Furthermore, in response to external forces such as belt tension, the largest area of the vibration isolating rubber receives compressive stress, so the amount of distortion of the rubber at that time is minimal, and the motor can rotate stably without compromising its anti-vibration effect. can be kept.

On the other hand, vibration isolating parts such as anti-vibration rubber and motor support fittings are simple and compact, so
It has great advantages in terms of cost, such as low mold and material costs, easy assembly, and less man-hours.
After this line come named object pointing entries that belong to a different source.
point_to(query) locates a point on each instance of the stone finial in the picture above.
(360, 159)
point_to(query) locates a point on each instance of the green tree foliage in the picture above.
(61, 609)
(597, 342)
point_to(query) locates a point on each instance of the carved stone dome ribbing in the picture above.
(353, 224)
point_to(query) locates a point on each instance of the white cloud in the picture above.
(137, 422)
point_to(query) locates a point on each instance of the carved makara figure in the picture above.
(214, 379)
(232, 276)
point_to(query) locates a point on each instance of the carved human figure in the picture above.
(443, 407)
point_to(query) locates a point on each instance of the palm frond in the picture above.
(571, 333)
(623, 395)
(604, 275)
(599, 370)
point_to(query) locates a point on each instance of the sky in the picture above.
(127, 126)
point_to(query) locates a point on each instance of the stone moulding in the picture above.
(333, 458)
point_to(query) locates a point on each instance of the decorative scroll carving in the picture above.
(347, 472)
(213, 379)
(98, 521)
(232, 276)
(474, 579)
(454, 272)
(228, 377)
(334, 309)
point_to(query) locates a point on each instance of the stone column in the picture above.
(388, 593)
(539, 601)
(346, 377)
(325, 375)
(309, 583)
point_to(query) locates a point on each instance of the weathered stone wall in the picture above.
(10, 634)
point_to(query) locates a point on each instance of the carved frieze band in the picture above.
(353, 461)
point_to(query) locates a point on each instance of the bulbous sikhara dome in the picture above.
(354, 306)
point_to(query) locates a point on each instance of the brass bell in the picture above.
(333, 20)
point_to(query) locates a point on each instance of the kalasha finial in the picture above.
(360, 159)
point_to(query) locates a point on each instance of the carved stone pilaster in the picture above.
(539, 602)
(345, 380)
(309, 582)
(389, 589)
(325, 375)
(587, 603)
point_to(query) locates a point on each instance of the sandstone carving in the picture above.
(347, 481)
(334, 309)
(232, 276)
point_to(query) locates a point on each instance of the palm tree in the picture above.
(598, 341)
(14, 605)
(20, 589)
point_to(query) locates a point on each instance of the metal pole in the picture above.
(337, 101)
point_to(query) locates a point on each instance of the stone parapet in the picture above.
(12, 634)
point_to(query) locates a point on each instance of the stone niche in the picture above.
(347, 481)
[Brief explanation of the drawing]

FIG. 1 is a sectional view showing an embodiment of the vibration isolator according to the present invention, FIG. 2 is a perspective view of the vibration isolator shown in FIG. 1, and FIG. 3 is an exploded perspective view of the vibration isolator shown in FIG. 1. It is. 21.21'... Anti-vibration rubber, 22...
Support metal fittings, 22A, 22B...Support piece, 23.
...Bracket, 25...Motor, 26,
28... Annular flange, 27.29...
・Hole part.

Claims (1)

[Claims] 1. A support fitting having a pair of left and right support pieces fixed to the underside of the motor and extending in the axial direction of the motor so as to be inclined in a tangential direction to a concentric circle larger than the outer diameter of the motor. , a receiving fitting having a receiving part parallel to each supporting piece of the supporting fitting, and a pair of upper and lower cylindrical anti-vibration parts that respectively sandwich the supporting piece from the front and back surfaces on each receiving part of this supporting fitting. Each of these vibration-proof rubbers has a convex part on one surface and a concave part on the other surface, and the support piece and the receiving part of the bracket have concave parts and convex parts of the vibration-proof rubber. 1. A vibration isolating device for a motor, comprising a hole and a concentric annular flange that is fitted into the annular flange and protrudes in the same direction.